Such prestigious institutions as Harvard, MIT and the University of Texas System are creating free online versions of some courses, and hundreds of thousands of students across the globe are signing up.

In the Summer 2013 edition of Issues in Science and Technology, two experts explain some of the factors behind this new approach to education and speculate about how it could benefit students and the nation.

The paper’s authors, William B. Bonvillian of MIT and Susan R. Singer of Carleton College, argue that the combination of new technology with advances in the science of learning is making it possible to experiment with a new model that could make education more effective as well as less expensive. The goal is not to replace in-person learning with online courses but to blend the two in ways that enable each approach to do what it does best.

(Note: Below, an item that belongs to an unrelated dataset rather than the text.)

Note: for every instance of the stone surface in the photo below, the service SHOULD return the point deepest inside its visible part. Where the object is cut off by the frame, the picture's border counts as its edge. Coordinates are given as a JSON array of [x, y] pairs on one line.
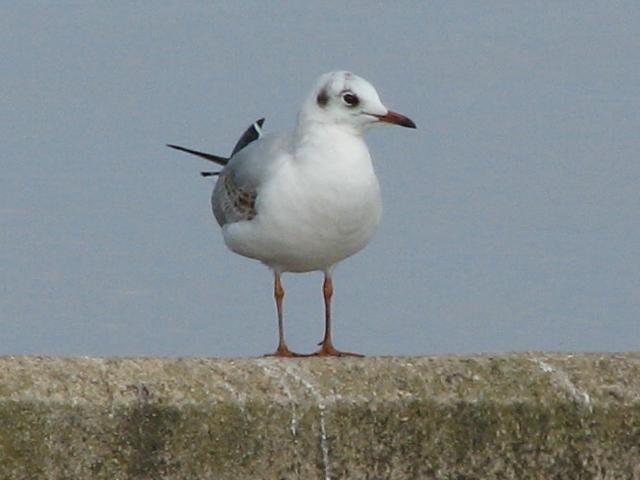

The authors acknowledge that many of the details of this evolving business model need to be worked out and that there is a danger that some institutions and individuals will want to replace the classroom completely with the computer. They recommend treating the current period as an experiment and maintaining a focus on enhancing the quality of education.

Also in this issue of Issues in Science and Technology:

  • Hal Salzman of Rutgers University challenges the common belief that the United States has a serious shortage of scientists and engineers.
     
  • Jon M. Peha of Carnegie Mellon University outlines a plan to significantly improve the nation’s public safety communications capacity through a public-private strategy.
     
  • Morgan Bazilian and Roger Pielke Jr. question the assertion of green energy advocates that it will be possible to provide electricity to all the world’s people without increasing greenhouse emissions. They demonstrate that providing the amount of electricity people really need will require using all available technologies.
     
  • Louis S. Jacobson and Robert J. LaLonde argue that too many people lack the information they need to make good choices about the type of education and training they should pursue. They recommend creating a competition among states to develop the most cost-effective system for collecting, organizing and disseminating the data that people need to make prudent choices.
     
  • David E. Winickoff and Mark B. Brown propose an administrative system for managing research on the contentious technology for geoengineering the climate.